What Is Changing – And What Still Needs To

The landscape is shifting, slowly and genuinely.

More BIPOC therapists are entering the field. More South Asian practitioners are building practices specifically designed to hold the complexity of diaspora experience, intergenerational dynamics, immigration grief, and the specific texture of South Asian family life. As the conversation about culturally responsive care grows louder, more therapists, (regardless of their own background), are doing the work of adapting their practice to fit their clients rather than expecting clients to fit the practice.

The stigma conversation is also moving. Younger generations of South Asians in Vancouver, Surrey, Burnaby, and Richmond are talking more openly about mental health, often through social media, peer communities, and the kind of quiet conversations that happen between cousins who finally admit they are both struggling. The cultural shift is happening, slowly but surely.

What has not changed fast enough: access.
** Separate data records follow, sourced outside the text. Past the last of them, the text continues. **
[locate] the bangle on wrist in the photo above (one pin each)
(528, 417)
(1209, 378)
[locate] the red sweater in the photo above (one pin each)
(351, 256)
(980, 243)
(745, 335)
Finding a therapist who understands South Asian community dynamics, who practices from an anti-oppressive framework, who does not pathologize collectivism or require you to justify your cultural context before the work can begin, that search is still harder than it should be. Cost remains a significant barrier, particularly for newcomer families and those without comprehensive benefits. And the shortage of therapists who speak South Asian languages fluently enough to hold therapeutic work is a gap that systemic underfunding has not addressed.